Key Strategy Guidelines:
- **Contrarian Signal**: When the majority of users are positioned on one side of the market, there is statistically greater market advantage in taking positions in the opposite direction
- **Trend Exhaustion Signal**: An interesting observed phenomenon occurs when, during a long-lasting trend where the majority of investors have consistently been on the wrong side, the Sentiment indicator suddenly shows that the majority has flipped and opened positions in the direction of that long-running trend. This is often a signal of fuel exhaustion for further movement in that direction
Interpretation Examples
- High greed readings (majority bullish) → Consider bearish opportunities
- High fear readings (majority bearish) → Consider bullish opportunities
- Sudden sentiment flip during established trends → Potential trend reversal signal
Technical Notes
- Built with PineScript v6
- Dynamic symbol detection with fallback options
- Optimized for performance with minimal resource usage
- Color-coded visualization with customizable zones
Data Sources & Expansion
Acknowledgments
We extend our gratitude to **TradingView** for enabling the use of custom data feeds based on GitHub repositories, making this comprehensive sentiment analysis possible.
Data Expansion Opportunities
As the operator of this indicator, I am **open to suggestions for new data sources** that could be integrated and published. If you have ideas for additional instruments or sentiment data:
How to Submit Suggestions:
1. Send a **private message** with your proposal
2. Include: **instrument/data type**, **source**, and **brief description**
3. If technically feasible, we will work to import and publish the data
Data Infrastructure Status
Current Data Upload Process:
Please note that sentiment data uploads may occasionally experience minor interruptions. However, this should not pose significant issues as sentiment data typically changes gradually rather than rapidly.
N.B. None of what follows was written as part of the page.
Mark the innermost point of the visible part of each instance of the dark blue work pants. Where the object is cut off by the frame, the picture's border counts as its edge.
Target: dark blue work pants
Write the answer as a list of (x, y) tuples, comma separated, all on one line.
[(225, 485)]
Infrastructure Development:
We are actively working on establishing permanent cloud-based infrastructure to ensure continuous, automated data collection and upload processes. This will provide more reliable and consistent data availability in the future.
Disclaimer
This indicator is for educational and informational purposes only. Sentiment data should be used as part of a comprehensive trading strategy and not as the sole basis for trading decisions. Past performance does not guarantee future results. The contrarian approach described is a market theory and may not always produce profitable results.